Charity leaders met in Washington this week to save their services from being thrown over the proverbial fiscal cliff.
Nonprofits spent Wednesday this week lobbying Congress in an effort to fight a potential cap on charitable deductions, which could save the government some $50 billion a year in tax breaks, according to the New York Times.
The galvanized effort among nonprofits during Congress' deficit-reduction negotiations is unprecedented, sector leaders said.
“Normally, every nonprofit is focused on its own particular mission, whether saving the environment, or helping children, or imbuing a greater appreciation for art,” Diana Aviv, the CEO of Independent Sector, told the New York Times. “For the first time, I’ve seen the sector coming together. We’re like Rip Van Winkle waking up and saying, This is not O.K.!”
Philanthropy News Digest points out that decreasing the charitable deduction could potentially deter giving by anywhere from .4 percent to 2.3 percent -- up to $7 billion a year.
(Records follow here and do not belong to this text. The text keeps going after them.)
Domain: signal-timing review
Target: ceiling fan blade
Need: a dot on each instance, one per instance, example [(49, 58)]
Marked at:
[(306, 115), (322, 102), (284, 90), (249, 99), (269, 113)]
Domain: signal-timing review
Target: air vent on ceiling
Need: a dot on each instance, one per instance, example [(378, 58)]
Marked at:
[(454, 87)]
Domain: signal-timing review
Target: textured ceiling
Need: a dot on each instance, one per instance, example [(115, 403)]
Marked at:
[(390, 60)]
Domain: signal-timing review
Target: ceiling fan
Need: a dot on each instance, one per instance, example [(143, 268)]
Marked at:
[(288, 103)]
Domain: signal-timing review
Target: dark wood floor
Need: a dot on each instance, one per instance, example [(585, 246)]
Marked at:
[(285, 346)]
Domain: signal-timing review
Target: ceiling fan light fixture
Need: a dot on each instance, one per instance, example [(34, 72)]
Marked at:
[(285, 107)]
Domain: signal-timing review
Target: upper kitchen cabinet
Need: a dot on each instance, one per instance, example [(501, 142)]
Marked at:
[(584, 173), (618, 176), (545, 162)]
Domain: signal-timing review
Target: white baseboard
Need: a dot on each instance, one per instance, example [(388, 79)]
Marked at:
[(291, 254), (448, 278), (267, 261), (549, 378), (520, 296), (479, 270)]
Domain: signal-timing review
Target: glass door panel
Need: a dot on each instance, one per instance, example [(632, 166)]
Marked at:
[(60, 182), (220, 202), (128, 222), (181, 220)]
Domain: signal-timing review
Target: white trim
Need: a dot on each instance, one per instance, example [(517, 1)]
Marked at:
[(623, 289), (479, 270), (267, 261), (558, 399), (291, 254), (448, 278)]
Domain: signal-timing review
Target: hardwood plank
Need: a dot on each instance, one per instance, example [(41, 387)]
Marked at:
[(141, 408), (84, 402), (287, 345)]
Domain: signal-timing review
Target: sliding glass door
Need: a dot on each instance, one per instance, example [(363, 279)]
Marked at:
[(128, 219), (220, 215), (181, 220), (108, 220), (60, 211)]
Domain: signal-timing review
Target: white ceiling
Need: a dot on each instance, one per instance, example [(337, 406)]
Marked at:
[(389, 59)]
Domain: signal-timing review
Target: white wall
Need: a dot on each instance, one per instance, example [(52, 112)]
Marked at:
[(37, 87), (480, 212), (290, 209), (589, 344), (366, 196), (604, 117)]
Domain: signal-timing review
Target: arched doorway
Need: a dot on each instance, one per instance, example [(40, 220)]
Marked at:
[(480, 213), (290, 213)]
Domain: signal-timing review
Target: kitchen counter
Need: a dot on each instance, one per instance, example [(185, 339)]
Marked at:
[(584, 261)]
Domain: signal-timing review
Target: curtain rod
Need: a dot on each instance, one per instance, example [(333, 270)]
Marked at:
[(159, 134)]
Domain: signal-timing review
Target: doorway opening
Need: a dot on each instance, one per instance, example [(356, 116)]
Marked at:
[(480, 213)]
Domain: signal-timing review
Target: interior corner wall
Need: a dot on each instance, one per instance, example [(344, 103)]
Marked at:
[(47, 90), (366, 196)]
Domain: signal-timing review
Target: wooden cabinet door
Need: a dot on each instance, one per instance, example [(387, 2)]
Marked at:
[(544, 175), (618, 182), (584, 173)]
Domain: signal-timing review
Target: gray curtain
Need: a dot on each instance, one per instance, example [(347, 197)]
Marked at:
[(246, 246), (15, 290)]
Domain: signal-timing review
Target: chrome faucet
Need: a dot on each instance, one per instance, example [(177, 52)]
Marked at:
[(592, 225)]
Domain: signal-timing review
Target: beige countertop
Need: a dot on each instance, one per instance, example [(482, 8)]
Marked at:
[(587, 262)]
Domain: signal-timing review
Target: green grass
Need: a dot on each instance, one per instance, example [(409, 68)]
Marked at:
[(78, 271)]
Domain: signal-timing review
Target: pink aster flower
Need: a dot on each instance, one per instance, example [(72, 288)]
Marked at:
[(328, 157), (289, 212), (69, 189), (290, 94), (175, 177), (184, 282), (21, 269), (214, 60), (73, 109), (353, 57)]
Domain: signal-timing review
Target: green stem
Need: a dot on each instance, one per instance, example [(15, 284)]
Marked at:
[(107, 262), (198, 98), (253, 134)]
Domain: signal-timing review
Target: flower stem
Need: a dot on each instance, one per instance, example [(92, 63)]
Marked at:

President Obama warned this week that Republican tax proposals, which wouldn't raise rates, would threaten services for the needy, which benefit from donors who receive charitable deductions. Obama has stated that averting the “fiscal cliff” won't be possible without increases in tax rates, Reuters reports.
"If you eliminated charitable deductions, that means every hospital and university and not-for-profit agency across the country would suddenly find themselves on the verge of collapse," Obama said.
The White House has long backed reducing charitable-giving deduction limits from 35 percent to 28 percent for individuals earning more than $200,000 and married couples earning more than $250,000.
The White House invited nonprofit leaders this week to the White House to support tax increases on the wealthy, The Chronicle of Philanthropy reports.
This is a slippery slope for the sector since end-of-year giving is in full swing and donors are looking to reap the benefits of a tax break.
"If nonprofit leaders don't want changes to the charitable deduction, it is imperative that we get behind the president's call for higher tax rates on the wealthy. The majority of nonprofits know this is true, and I urge the hundreds of nonprofit leaders who have traveled to our nation's capital for visits with members of Congress today to clearly advocate for higher tax rates on the wealthy in addition to their advocacy in opposition to any changes to the charitable deduction."
Others in the nonprofit sector say they simply want clarity.
"The President is sending mixed messages to the charitable community," Sue Santa, senior vice president of the Philanthropy Roundtable, said in a release. "On one hand, he wants to limit the charitable deduction. On the other, he wants millionaires to continue to give to charity while also paying higher taxes."